Hypothesis: Players will be able to kinesthetically compare their fatigue levels in future performances to the “tank emptying” effort put forth in the bag skate in order to recognize the “feeling” of lack of effort and push themselves harder.

Materials:

  • Players willing to exert max effort
  • Water (this isn’t the movie Miracle)
  • A working whistle (yes even to alert the players to when they can slow down/rest)
  • Functioning hockey equipment (take away all opportunities to bail and fix something)
  • Pre-practice speech to motivate players to want to be better and “get that feeling back”
  • More than 2 drills (avoid overuse injuries if skating patterns are varied)
  • Pucks (Let your assistant coaches play with a few if you really want to get in their heads)

Method:

  1. Mention at the post game speech that the effort wasn’t acceptable for what the team is capable of and that they owe it to themselves to get back on track with a hard skate next practice. CAUTION: Do not use skating or hard work as a punishment in order to avoid risk of deflating players even further.
  2. Give a motivational talk prior to stepping on the ice for practice.

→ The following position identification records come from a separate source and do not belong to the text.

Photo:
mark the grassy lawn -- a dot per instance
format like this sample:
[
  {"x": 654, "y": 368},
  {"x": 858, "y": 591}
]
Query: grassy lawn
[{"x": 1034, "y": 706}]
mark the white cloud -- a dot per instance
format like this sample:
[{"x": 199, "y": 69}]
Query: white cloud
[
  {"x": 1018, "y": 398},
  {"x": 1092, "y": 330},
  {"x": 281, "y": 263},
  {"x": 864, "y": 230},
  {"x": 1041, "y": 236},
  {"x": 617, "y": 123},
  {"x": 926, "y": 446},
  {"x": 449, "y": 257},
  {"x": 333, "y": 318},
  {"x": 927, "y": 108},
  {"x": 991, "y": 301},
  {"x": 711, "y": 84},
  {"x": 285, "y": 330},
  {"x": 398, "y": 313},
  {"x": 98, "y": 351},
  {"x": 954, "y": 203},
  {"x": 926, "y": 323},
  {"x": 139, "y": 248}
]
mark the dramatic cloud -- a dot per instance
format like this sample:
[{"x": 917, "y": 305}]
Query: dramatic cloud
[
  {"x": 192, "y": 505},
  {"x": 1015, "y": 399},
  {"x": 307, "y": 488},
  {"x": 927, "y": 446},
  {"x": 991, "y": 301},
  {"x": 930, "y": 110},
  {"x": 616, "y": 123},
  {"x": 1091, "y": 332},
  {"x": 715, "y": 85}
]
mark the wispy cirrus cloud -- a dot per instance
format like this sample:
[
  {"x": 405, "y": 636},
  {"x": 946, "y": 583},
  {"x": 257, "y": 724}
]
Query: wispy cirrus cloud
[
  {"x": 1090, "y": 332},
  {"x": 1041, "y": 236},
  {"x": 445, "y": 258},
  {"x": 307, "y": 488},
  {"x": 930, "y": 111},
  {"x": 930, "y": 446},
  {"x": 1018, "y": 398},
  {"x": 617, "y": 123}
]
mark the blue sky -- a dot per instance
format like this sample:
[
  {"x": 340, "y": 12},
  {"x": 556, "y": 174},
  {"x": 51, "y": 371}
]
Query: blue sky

Let the players know that the amount of skating is not a punishment but necessary in order to get back on track. Reassure them that you will respect them with proper work to rest ratio’s and substantial water breaks. Ask players if anyone in the room disagrees that the harder than normal practice is necessary in order to reassure that everyone has bought in!
  3. Use a game simulation structure to the drills. Let them know that they are starting the first period and keep their work ratios to no more than 45 seconds with 3 times the duration for rest to simulate shifts in a game.
  4. Have at least 2 drills per period length to keep energy up and avoid boredom. Be sure to vary the work ratios per drill (Ex. Last drill they worked for a total of 35 seconds… next drill they work for 20 seconds). Be vocal about how far into the period they are in and give water at the end of the each period followed by positive encouragement about their effort.
  5. Before the start of the “third period” of drills, bring them in and ask them to evaluate how tired they are and ask them to relate how they felt kinesthetically after the second period of the last loss. Remind them of how hard they just worked and how they should feel the same after a well-earned period of game play.
  6. Try to make the final drill a cooperative effort. A great one is to dump the pucks and spread them out at the center faceoff dot and have the players on all four corners of the blueline. Skating 4 at a time toward center and stopping hard they have to spray the pucks with snow. The sooner the pucks are completely covered with snow with no black visible, the sooner they can finish the practice with a flow/shooting drill.
  7. Go into the dressing room after practice for a debriefing and more positive encouragement.

Observations:

  • Players arrive at the rink unsure of what to expect but the tension eases as the coach reassures them that it is a common necessity and not a punishment.
  • Players have all bought in and are motivated to get back on track
  • Players are working hard and because the coach has been vocal and interested in seeing them improve
  • At the on ice talk before the third, players are nodding their head in agreement that they are now able to consciously recognize whether they have put in a strong effort. Some of them even have a new look in their eyes
  • At the last drill players are so motivated to earn the last shooting drill that they have forgotten how tired they are and are working together at a great intensity.
  • Players are leaving the rink positive and smiling, proud to have moved forward

Conclusion:

Setting the correct context for the effort needed in the practice allowed it to turn from a punitive “bag skate” to a common drive toward redemption. Players were able to establish a kinesthetic sense of hard work which will allow them to self-coach during games and make necessary changes to work harder. The final “common-task” drill really helped cement a sense of team purpose, the same type that may allow them to bind together in the third period of a challenging game and accomplish together. Players leaving with flushed faces that are still smiling know that they were respected and guided toward improvement and not punished and demeaned.